In this respect, Flores’ story is yet another sign that the NFL is quickly losing the thread. Almost every opportunity that the league has had in recent years to spin a feel-good narrative out of an otherwise-nasty situation has ended in only more embarrassment for the league. The laudable decision by the Washington Football Team — now the Washington Commanders — to abandon its racist mascot in 2020 was quickly overshadowed by accusations that Dan Snyder, the team’s embattled owner, had fostered a hostile workplace environment for women. Last year, the league’s landmark $1 billion settlement with players who suffered brain injuries while in the league came under fire for its use of “race-norming,” a racially-biased standard that critics say made it more difficult for Black players to qualify for awards. In January, the Tampa Bay Buccaneers’ attempt to rehabilitate star wide receiver Antonio Brown — who has been accused of sexually assaulting two different women, assaulting a delivery driver and forging a vaccination card — ended in dramatic fashion when Brown stripped to the waist in the middle of the Buccaneers game against the New York Jets, threw his shoulder pads into the stands and defiantly walked off the field. The Buccaneers released him later that day.

These are not the tales of a league that is in control of its own story. Instead, they are evidence of an organization whose self-conception fails to align either with its actions or with the expectations of its fans.

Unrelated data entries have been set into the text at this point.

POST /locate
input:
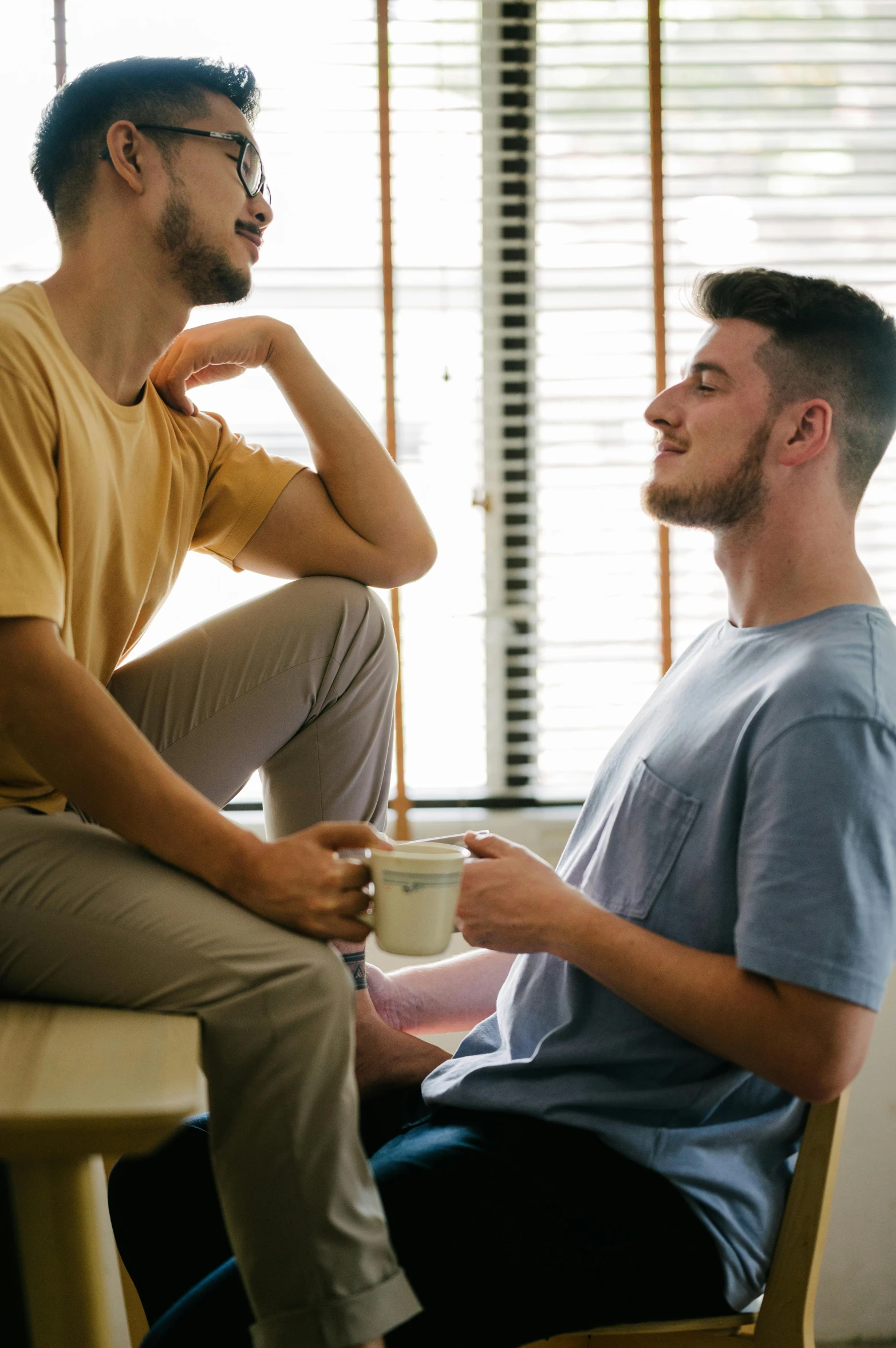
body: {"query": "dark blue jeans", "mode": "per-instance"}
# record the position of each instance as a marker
(508, 1228)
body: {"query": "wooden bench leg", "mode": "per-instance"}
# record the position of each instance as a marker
(69, 1261)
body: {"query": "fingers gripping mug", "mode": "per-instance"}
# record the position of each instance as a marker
(416, 893)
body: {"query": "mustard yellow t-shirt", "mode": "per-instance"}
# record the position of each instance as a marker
(98, 503)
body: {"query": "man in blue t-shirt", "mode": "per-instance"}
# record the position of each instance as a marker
(613, 1140)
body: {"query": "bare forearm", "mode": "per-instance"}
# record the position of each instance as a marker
(451, 995)
(361, 480)
(768, 1027)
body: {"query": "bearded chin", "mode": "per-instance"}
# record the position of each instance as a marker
(737, 499)
(207, 274)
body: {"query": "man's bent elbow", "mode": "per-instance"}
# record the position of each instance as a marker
(825, 1082)
(409, 565)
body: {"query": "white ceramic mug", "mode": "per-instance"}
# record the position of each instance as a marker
(416, 893)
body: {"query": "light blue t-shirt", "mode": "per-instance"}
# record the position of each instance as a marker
(749, 809)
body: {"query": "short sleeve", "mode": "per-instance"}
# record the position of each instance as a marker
(244, 482)
(31, 566)
(817, 859)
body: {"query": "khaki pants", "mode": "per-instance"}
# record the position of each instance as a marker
(301, 685)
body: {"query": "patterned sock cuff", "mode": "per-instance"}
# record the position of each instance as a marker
(356, 965)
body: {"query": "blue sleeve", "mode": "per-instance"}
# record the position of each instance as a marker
(817, 859)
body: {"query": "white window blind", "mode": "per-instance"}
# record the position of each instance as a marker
(780, 151)
(439, 359)
(599, 596)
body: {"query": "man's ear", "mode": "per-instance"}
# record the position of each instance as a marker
(809, 429)
(126, 151)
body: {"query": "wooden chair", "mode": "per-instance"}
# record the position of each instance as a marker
(786, 1318)
(77, 1084)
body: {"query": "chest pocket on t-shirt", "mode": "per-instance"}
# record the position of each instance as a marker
(639, 844)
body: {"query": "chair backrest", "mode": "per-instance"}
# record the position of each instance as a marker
(787, 1313)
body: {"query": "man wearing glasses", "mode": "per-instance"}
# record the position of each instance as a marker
(120, 881)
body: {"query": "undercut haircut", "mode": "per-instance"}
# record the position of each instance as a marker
(74, 124)
(826, 341)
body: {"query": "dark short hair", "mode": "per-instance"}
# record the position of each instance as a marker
(828, 341)
(74, 124)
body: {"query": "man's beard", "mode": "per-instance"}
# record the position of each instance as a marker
(736, 500)
(207, 274)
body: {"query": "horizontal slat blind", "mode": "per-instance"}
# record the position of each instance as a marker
(599, 600)
(319, 267)
(780, 151)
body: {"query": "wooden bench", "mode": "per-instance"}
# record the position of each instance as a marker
(78, 1084)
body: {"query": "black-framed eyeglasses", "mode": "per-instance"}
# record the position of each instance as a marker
(248, 166)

This is precisely the reality that Flores’ lawsuit is designed to highlight.

In some senses, it is the ultimate irony that Flores — whose life story tracks so closely with the NFL’s meritocratic myth — has chosen to serve the league a heavy dose of reality. Yet in another respect, it makes perfect sense: Perhaps better than anyone else in the league, Flores understands intimately the ways that the league uses the success stories of its workers to shield itself and its owners from criticism. A profile on Flores published on the Miami Dolphins website in March of 2020, for instance, paints a tidy picture of how Flores’ on-field prowess earned him a scholarship at Brooklyn’s prestigious Poly Prep Country Day School — and a quick ticket off the street of Brownsville. “It doesn’t really matter where you’re from or what your situation is,” Flores is quoted as saying in the profile. “If you do what you’re passionate about and you have support, it goes so far.”

Yet with the suit — which could easily bring a premature end to his meteoric rise within the league — Flores has shown that his story belongs to him, not to a league that will use it to prop up its faltering self-image. In the process, he’s sent a different message: that the American Dream belongs to those who are willing to challenge the institutions that drape themselves in the American flag while refusing to embody its promise.